Most meals in rural communities around the world are cooked with wood, charcoal, or other biomass. The simplest form of cooking is the three-stone stove, which is exactly what it sounds like: three stones holding up a pot with a fire lit underneath. Families (usually women and children) spend many hours each day collecting biomass for cooking and heating water for washing. The fires are not very efficient, which means that a lot of wood or other fuel is needed. The fires also produce a great deal of smoke and other pollutants and raise the dangers associated with open fires, especially if cooking is done indoors. Finally, collecting biomass can lead to depletion of natural forests in many areas.

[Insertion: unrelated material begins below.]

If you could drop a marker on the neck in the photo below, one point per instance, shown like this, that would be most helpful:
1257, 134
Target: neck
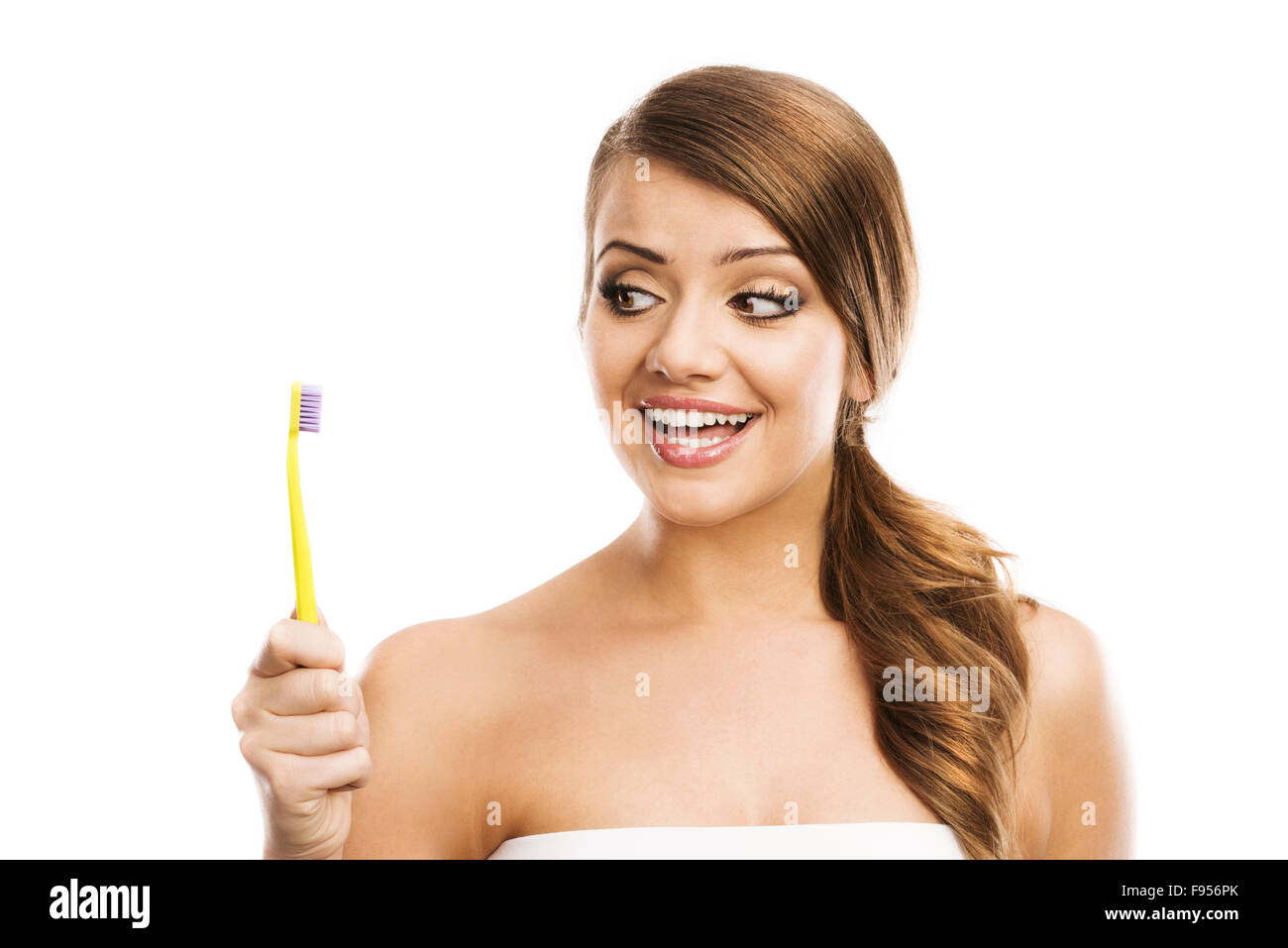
761, 566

Charcoal makes for a slightly more efficient fuel, but it is difficult to produce, and excessive demand can lead to deforestation as well. If charcoal is the primary fuel, it can use up much of a family’s monthly income. One study in Rwanda showed that a typical family paid $5 per month per person for charcoal.

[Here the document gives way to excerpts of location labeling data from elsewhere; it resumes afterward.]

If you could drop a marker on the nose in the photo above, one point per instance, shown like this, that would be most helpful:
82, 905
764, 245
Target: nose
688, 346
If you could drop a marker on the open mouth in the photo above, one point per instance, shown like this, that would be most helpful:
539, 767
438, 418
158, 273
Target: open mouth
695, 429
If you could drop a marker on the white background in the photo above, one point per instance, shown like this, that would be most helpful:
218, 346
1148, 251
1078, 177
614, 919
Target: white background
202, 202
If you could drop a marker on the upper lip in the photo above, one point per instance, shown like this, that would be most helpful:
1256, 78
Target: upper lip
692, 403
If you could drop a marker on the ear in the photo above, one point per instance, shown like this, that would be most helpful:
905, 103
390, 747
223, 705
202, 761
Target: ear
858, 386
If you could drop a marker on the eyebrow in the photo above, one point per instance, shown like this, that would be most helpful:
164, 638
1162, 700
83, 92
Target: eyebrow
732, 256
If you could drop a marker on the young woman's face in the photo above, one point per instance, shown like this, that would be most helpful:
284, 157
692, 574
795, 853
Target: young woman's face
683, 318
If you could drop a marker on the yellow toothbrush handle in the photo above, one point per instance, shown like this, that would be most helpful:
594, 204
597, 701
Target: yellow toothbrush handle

There has been a great deal of work done on development of “improved cookstoves,” with the goals of improving efficiency from the current level of 10-15% for a three-stone stove up to 40%, as well as reducing indoor air pollution and fire-related hazards.
However, recent developments in three primary technologies have led to an entirely new “paradigm”, or way of thinking. The three technologies are electric induction cooking, solar electric (PV) systems, and Pay-As-You-Go (PAYG) financing technologies. This note presents a basic overview of where this paradigm shift came from and where it is leading. A recent study by DFID (https://elstove.com/2016/05/26/dfid-uk-aid-reports/) discussed solar powered induction cookstoves and came to the conclusion that this technology could replace traditional fuels as early as 2020. More recent work by Doug Danley and Robb Walt have quantified this idea and concluded that this technology is ready now — especially when combined with PAYG financing programs now being implemented around the world.